Angela

Begrijp me goed, ik ben zeker geen fan van Angela de Jong, maar wat schreef ze een geweldige column laatst. Die, dat je beter over de Islam kan schrijven dan over de Hond. Ooit waagde ik me er ook aan, iets schrijven over deze plaag. Maar dan gecamoufleerd, enigszins besmuikt. Juist alsof ik heel graag ook een hond zou willen, eentje die niet kwijlt of stinkt. En heel belangrijk, wat ik nog vergat, eentje die niet poept. Je zal toch met je hand verpakt in een plastic zakje zo’n intens vies, zacht en warm vers uitgescheten stuk stront op moeten pakken. En dan daarmee weer naar huis moeten wandelen. Daar is maar één woord voor, Gétverredémme. Maar neehoor, dat vinden we allemaal helemaal niet gek, dat is volkomen geaccepteerd. Net zoals daar staan, een beetje de andere kant opkijkend, of op je telefoon, terwijl jouw dier met lichtgebogen rug zijn drol uitkakt. Dat is gewoon heel gewoon.

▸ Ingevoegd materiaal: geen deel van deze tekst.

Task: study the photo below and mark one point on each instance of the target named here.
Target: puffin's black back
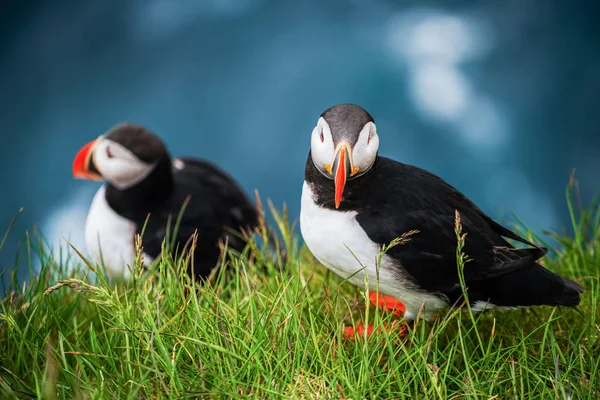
(394, 198)
(216, 206)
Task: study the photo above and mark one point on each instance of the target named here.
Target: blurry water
(499, 98)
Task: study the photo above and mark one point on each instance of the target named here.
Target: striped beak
(342, 168)
(83, 164)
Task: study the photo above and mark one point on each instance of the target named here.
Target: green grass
(260, 331)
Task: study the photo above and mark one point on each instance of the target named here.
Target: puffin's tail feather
(530, 286)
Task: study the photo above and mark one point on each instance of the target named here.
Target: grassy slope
(267, 333)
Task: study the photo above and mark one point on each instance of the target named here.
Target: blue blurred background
(500, 98)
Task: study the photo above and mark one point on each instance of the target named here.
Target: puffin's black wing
(415, 199)
(217, 209)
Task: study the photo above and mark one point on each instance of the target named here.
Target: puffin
(354, 202)
(148, 193)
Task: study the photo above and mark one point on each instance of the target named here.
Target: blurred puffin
(354, 201)
(144, 184)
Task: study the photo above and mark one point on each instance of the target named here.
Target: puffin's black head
(124, 156)
(344, 144)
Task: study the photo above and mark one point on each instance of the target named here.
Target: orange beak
(83, 164)
(342, 168)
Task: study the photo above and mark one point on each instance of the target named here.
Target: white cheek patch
(366, 147)
(122, 168)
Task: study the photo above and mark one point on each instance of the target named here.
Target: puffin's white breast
(110, 237)
(338, 241)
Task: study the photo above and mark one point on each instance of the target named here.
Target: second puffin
(145, 184)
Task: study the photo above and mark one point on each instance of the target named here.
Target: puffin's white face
(118, 165)
(341, 159)
(110, 160)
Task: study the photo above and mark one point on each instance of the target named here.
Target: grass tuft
(270, 325)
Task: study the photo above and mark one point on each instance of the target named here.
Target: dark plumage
(394, 198)
(391, 198)
(216, 210)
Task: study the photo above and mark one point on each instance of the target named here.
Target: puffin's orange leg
(387, 303)
(350, 332)
(384, 303)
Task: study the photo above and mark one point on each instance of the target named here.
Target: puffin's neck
(323, 188)
(143, 197)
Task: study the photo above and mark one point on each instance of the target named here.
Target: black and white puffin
(354, 201)
(144, 184)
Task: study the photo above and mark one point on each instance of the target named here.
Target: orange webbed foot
(388, 303)
(351, 333)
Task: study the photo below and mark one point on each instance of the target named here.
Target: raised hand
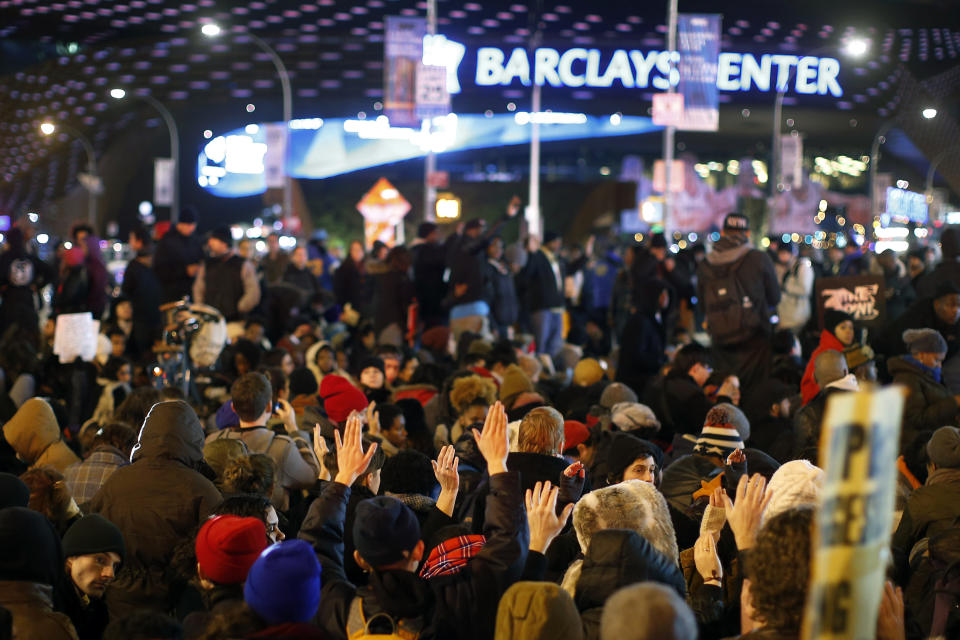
(445, 470)
(320, 450)
(707, 560)
(493, 442)
(373, 419)
(744, 515)
(542, 518)
(352, 462)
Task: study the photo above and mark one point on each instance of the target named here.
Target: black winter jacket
(929, 405)
(156, 502)
(463, 605)
(618, 558)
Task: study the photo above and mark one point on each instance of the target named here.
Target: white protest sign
(858, 449)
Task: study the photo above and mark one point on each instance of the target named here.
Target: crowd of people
(463, 437)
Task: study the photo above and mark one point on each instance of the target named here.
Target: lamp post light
(48, 129)
(120, 94)
(212, 30)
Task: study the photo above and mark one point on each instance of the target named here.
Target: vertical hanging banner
(163, 177)
(791, 160)
(858, 449)
(698, 38)
(274, 160)
(403, 49)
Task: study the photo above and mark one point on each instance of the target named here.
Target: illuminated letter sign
(577, 67)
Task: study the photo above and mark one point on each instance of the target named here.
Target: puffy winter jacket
(157, 501)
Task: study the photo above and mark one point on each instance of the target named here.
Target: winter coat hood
(537, 611)
(729, 249)
(173, 431)
(34, 434)
(635, 505)
(618, 558)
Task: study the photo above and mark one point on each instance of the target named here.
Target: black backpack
(732, 315)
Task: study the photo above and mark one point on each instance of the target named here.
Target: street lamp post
(211, 30)
(878, 139)
(174, 133)
(48, 128)
(855, 48)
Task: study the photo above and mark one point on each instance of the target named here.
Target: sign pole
(668, 133)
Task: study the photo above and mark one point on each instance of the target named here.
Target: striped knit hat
(724, 431)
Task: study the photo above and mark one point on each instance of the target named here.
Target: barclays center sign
(578, 67)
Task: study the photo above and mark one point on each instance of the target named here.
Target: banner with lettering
(698, 41)
(863, 297)
(403, 49)
(858, 449)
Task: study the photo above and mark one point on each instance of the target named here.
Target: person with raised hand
(443, 601)
(746, 514)
(445, 468)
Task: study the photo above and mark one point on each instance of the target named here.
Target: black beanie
(303, 383)
(93, 534)
(383, 529)
(833, 317)
(371, 361)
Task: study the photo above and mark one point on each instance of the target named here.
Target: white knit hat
(795, 484)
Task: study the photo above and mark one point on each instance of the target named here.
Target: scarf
(449, 557)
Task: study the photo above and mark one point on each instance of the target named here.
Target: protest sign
(851, 549)
(863, 297)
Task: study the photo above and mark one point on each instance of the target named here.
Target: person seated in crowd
(837, 335)
(109, 451)
(929, 404)
(293, 455)
(93, 552)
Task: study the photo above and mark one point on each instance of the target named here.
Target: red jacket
(808, 385)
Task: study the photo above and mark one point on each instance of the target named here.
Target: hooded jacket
(29, 570)
(618, 558)
(156, 502)
(808, 385)
(34, 434)
(537, 611)
(634, 505)
(462, 605)
(929, 405)
(756, 273)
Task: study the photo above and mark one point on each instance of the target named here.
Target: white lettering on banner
(489, 66)
(643, 65)
(566, 67)
(578, 67)
(517, 67)
(753, 73)
(806, 73)
(727, 71)
(545, 65)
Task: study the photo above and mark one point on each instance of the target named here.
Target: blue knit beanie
(383, 529)
(284, 583)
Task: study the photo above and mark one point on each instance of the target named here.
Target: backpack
(732, 315)
(358, 626)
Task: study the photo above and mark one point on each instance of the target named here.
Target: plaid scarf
(718, 440)
(449, 557)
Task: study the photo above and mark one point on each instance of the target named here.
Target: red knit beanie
(227, 547)
(340, 398)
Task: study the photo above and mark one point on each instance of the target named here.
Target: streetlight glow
(857, 47)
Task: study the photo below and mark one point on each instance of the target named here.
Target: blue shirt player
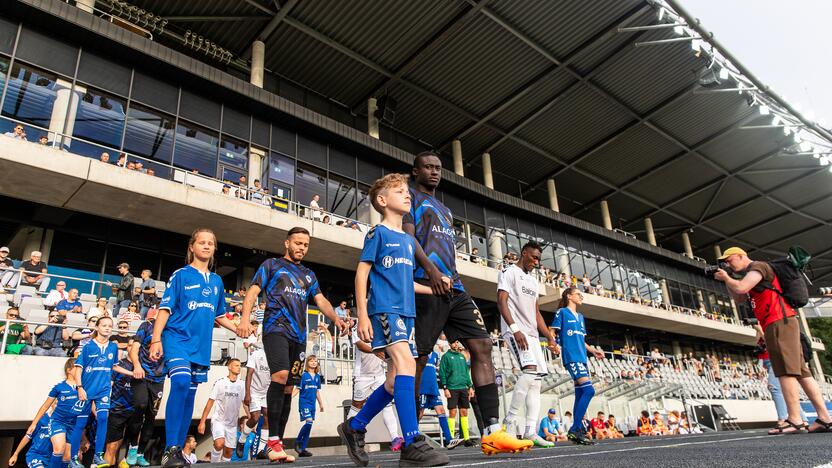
(289, 287)
(192, 302)
(569, 330)
(310, 392)
(93, 371)
(429, 398)
(386, 312)
(64, 397)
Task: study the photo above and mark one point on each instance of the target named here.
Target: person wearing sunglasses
(18, 334)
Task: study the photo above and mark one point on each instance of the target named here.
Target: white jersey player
(368, 374)
(522, 324)
(226, 399)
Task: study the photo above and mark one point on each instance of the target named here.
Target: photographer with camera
(49, 338)
(781, 331)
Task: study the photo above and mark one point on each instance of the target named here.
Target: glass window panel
(31, 95)
(282, 168)
(234, 152)
(368, 172)
(46, 51)
(199, 109)
(101, 72)
(196, 149)
(8, 33)
(149, 133)
(311, 151)
(157, 93)
(100, 120)
(341, 163)
(310, 181)
(236, 123)
(341, 196)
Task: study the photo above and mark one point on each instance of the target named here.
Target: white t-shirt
(228, 399)
(366, 364)
(522, 289)
(262, 377)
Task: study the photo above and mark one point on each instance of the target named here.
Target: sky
(782, 42)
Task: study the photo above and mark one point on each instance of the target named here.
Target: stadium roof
(557, 89)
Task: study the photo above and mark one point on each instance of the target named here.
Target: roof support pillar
(553, 195)
(372, 121)
(686, 244)
(605, 215)
(648, 228)
(258, 54)
(456, 149)
(487, 177)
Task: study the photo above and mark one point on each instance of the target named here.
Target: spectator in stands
(18, 334)
(760, 287)
(147, 290)
(49, 338)
(131, 314)
(124, 289)
(71, 304)
(17, 132)
(34, 271)
(316, 208)
(550, 428)
(56, 295)
(99, 309)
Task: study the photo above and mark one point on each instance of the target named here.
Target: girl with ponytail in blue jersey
(569, 330)
(93, 372)
(193, 301)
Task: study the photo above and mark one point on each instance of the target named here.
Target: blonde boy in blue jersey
(385, 318)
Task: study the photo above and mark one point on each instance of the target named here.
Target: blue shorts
(37, 460)
(391, 328)
(60, 427)
(307, 412)
(430, 401)
(199, 373)
(577, 370)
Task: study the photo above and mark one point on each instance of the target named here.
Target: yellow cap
(731, 251)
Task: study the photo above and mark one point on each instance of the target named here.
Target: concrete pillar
(648, 228)
(553, 195)
(686, 244)
(456, 150)
(85, 5)
(258, 54)
(487, 177)
(255, 164)
(372, 121)
(495, 246)
(665, 291)
(605, 215)
(64, 110)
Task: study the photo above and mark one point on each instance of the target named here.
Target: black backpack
(793, 282)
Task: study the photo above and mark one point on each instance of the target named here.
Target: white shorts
(364, 386)
(258, 402)
(532, 356)
(221, 431)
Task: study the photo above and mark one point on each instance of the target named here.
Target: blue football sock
(303, 436)
(446, 430)
(78, 432)
(583, 395)
(101, 430)
(180, 382)
(56, 460)
(377, 401)
(403, 388)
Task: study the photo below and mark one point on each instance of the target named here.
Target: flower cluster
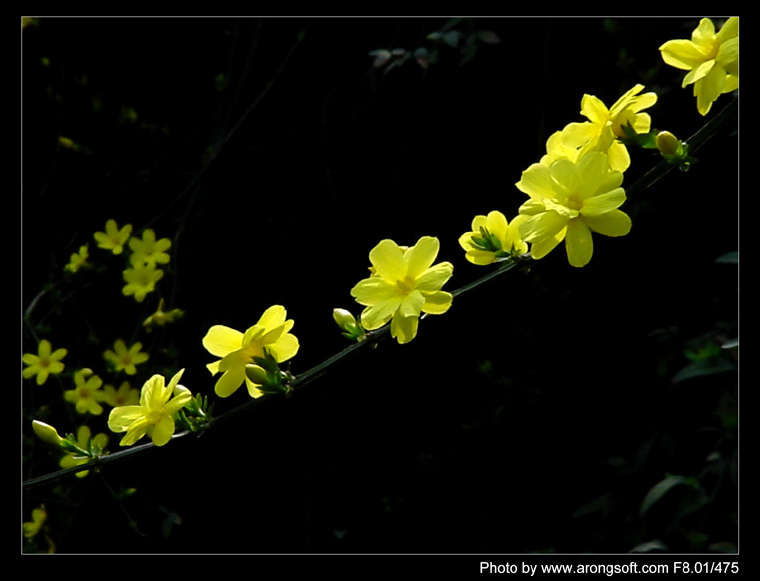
(711, 58)
(404, 283)
(147, 253)
(154, 416)
(237, 350)
(568, 201)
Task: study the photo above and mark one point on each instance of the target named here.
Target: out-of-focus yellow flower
(44, 363)
(87, 395)
(711, 59)
(141, 279)
(569, 201)
(83, 441)
(238, 349)
(154, 416)
(403, 285)
(604, 126)
(124, 359)
(148, 249)
(113, 239)
(161, 317)
(125, 395)
(492, 237)
(78, 259)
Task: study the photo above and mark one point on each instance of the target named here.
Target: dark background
(531, 398)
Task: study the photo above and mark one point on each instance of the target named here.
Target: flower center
(574, 203)
(154, 416)
(406, 285)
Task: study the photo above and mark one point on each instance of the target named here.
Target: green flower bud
(46, 433)
(345, 320)
(256, 374)
(668, 144)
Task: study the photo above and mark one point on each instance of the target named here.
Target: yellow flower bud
(46, 433)
(667, 143)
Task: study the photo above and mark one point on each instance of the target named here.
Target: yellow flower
(568, 201)
(141, 280)
(154, 415)
(403, 285)
(148, 249)
(39, 516)
(556, 149)
(113, 239)
(600, 133)
(711, 59)
(87, 394)
(492, 237)
(238, 350)
(83, 441)
(125, 395)
(124, 359)
(78, 260)
(44, 363)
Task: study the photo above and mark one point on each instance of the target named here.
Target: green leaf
(658, 491)
(702, 368)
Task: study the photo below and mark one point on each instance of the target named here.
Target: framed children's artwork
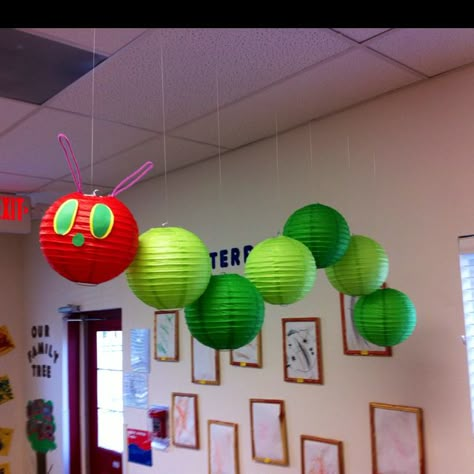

Ik schreef ook een verhaal over dr. Deng, die uitgerekend had hoeveel kuub excrementen er inmiddels moeten liggen in de groenstrook naast zijn huis. Zoveel honden in zijn omgeving maal zoveel keer per dag is; een schrikbarende hoeveelheid. Naar beneden afgerond zijn er in Nederland ongeveer 1,8 miljoen honden. In een kleine straal rondom mijn huis tel ik er zo al een stuk of tien. De meeste daarvan blaffen gelukkig niet of bijna nooit. Maar die paar die dat wel doen verpesten het voor de rest. Waarom vinden we dat met z’n allen gewoon? Ik blaf niet, ik maak geen lawaai. Maar de hond mag gewoon blaffen, dat geeft toch niks, ach, laat hem toch. Zoals die buurman die standaard dat zwart-witte ding elke ochtend al voor zeven uur loslaat in zijn tuintje. En dan dus hele buurt wakker blaft; gewoon.

Ik zal, net als Angela, er wel niet over mogen schrijven, maar nu ik ben begonnen ga ik nog even door. De lange lijn. Wat een onding is dat, althans in de handen van veel hondenbezitters. Baasje op de stoep, hondje meters verder aan de lange lijn in de groen (poep) strook aan de andere kant van het fietspad. Alsof ze alleen op de wereld zijn, die fietser moet maar remmen, of zien dat hij er voorbijkomt. Laatst kwam ik zo’n stel tegen, wandelend, verder naar links kon ik niet, steil dijktalud. Letterlijk stilstaan en wachten tot het baasje de lijn inhaalde, de hond naar zich toetrok, grappig lachend en niet begrijpend dat ik niet, zoals hij, stráálverliefd ben op zijn dier.

Nog erger, loslopende beesten. Als wandelaar wandel je veel. Sommige hondenbazen doen dat ook, met dat beest. Het liefst wandel ik door de natuur en het liefst word ik dan niet opeens besprongen door een hond. Of besnuffeld, of benaderd, nieuwsgierig, agressief of enthousiast. Ik weet niet wat dat beest gaat doen dat op mij afkomt, of soms opeens voor me staat. Kwispelend of met grommend met opgetrokken bovenlip. Ik heb daar geen zin, dat hoeft voor mij niet, gek hé, mag dat?

Gelukkig is er in mijn stad één stukje (nieuwe) natuur waar geen honden mogen komen. Dat dat stukje zwaar ter discussie staat is logisch. Hondenbezitters vinden dat niet normaal, zij willen daar ook in mogen met hun dier. Laatst kwam ik er toch zo’n stel tegen en diep, heel diep van binnen dacht ik heel kort aan Angela, hoe zij haar column eindigt. Dat zij op een bepaald moment dan voor een algeheel hondenverbod is. Maar dat natuurlijk niet hardop zegt.